A recente morte de Baptista-Bastos no passado mês de Maio levou-me a ler este seu livro ainda não lido, numa edição do Círculo de Leitores de 1993. Conhecia muitos dos seus escritos enquanto jornalista e a sua escrita que muito apreciava era frequente em manuais escolares de Língua Portuguesa, mas este livro continuava à espera do seu dia, na minha estante.
Esta edição do Círculo de Leitores começa com uma carta para um Círculo de Amigos. Nela dá conta que começou a escrevê-lo em Agosto de 1968 numa tarde quente em Montes da Senhora, uma aldeia beirã, “despovoada de gente nova que emigrara e onde os velhos, estáticos e extáticos, pareciam incrustrados num retábulo…”. Como BB diz, as dez páginas iniciais demoraram perto de seis meses e foram escritas e reescritas por oito vezes. Só em 1972, em Sesimbra, deu o romance por concluído, tendo sido editado em Fevereiro de 1974 e esgotando duas edições até Abril do mesmo ano. Como a certa altura confessa “É um dos meus livros que mais amo.”

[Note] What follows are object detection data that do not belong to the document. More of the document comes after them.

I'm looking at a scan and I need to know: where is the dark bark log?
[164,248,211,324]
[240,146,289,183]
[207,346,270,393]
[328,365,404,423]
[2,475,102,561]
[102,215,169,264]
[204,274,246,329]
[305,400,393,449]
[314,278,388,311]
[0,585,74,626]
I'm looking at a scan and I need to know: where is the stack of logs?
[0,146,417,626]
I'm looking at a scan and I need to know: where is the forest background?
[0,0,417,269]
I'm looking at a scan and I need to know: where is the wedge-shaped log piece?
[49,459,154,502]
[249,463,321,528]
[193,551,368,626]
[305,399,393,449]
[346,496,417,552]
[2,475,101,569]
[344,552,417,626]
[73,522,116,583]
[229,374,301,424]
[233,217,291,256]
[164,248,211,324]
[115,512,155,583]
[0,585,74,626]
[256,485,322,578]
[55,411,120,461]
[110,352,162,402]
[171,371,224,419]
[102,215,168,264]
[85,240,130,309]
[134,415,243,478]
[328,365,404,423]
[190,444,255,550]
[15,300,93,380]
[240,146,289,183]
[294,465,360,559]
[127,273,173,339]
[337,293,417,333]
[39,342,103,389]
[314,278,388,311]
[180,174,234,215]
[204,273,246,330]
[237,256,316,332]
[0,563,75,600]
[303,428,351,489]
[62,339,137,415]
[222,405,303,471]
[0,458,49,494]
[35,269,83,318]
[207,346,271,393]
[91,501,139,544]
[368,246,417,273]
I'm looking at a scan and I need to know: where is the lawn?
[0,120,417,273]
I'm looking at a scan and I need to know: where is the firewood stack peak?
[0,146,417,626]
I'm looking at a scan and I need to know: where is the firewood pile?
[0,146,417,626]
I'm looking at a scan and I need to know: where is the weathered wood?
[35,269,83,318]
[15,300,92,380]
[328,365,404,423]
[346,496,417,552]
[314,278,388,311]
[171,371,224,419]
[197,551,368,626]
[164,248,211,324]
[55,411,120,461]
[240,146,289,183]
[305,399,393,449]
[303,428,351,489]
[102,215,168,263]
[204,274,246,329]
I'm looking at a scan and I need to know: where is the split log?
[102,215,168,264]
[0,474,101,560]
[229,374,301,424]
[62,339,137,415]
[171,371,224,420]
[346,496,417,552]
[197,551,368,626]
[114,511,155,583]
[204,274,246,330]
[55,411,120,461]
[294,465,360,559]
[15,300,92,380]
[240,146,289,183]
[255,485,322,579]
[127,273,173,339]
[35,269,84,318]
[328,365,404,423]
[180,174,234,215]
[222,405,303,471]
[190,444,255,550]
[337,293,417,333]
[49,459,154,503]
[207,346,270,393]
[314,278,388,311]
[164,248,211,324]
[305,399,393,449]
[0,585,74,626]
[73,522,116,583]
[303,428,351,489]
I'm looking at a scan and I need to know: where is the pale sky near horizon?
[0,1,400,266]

O romance começa com o anúncio da guerra pelo avô do narrador. Que guerra? Desde logo se percebe que o narrador – o Manel – tem no avô materno a figura de referência e aquele momento do avô, sentado sobre as raízes expostas do grande carvalho junto ao palácio real, uma imagem recorrente da sua infância que irá recordar ao longo da vida. As diversas pessoas que constituem a sua família irão sendo apresentadas tendo em conta a valoração e apreciação que os olhos dum menino em crescimento fazem, sem esquecer o papel que têm os mais influentes e próximos naquilo que designamos por educação. O avô tinha o valor da dignidade como valor fundamental nos humanos o que o levava a gostar mais do genro do que do filho. Daí que, quando o avô faleceu o Manel comentou com o primo Mudo: “O nosso avô, lembras-te? O nosso avô era um cão velho entre flores. As flores é a valentia. Um homem deixa de ser um homem quando perde a valentia”.

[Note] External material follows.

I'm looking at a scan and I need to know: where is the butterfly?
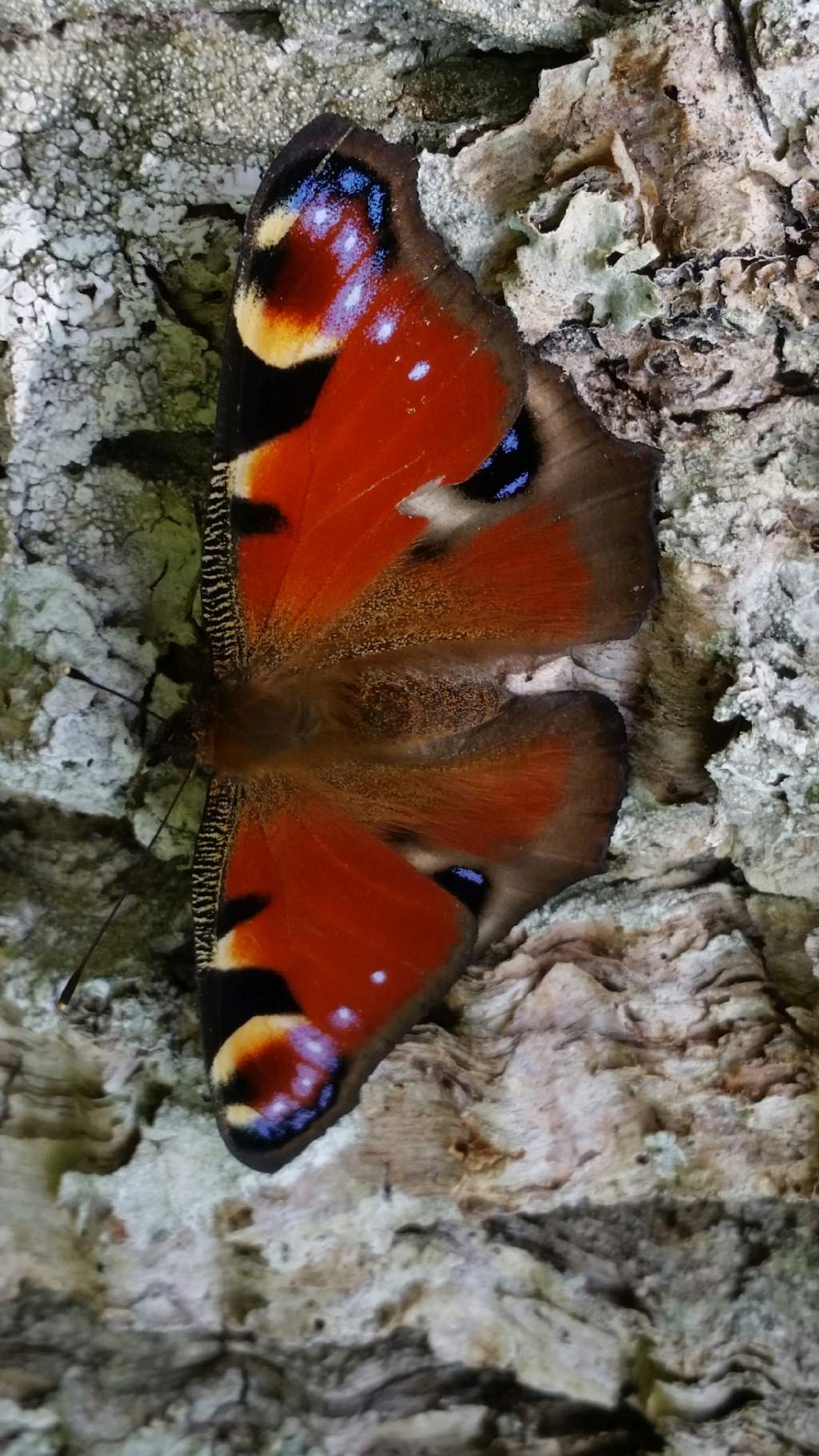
[169,115,657,1171]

Todo o texto é sobre a solidão. Pela perda da mãe, pelo afastamento da família, pelo abandono e desinteresse do pai, pelas mentiras, pelos passeios prometidos e não feitos ao Jardim Colonial, pelos silêncios, pelas bebedeiras, pelas prostitutas. Essa solidão, essa tristeza percorre todas as personagens. E no final, quando a família se “reencontra” na casa dos tios e do Mudo para resolver um assunto de família – a intenção de pôr a velha avó no asilo – e a tia anuncia “Amanhã vai para o asilo e a gente, volta e meia, vai lá vê-la” ao contrário da cólera que se pressentia na reacção da avó, esta ergueu-se da cama e docemente apenas disse “Amanhã, já?”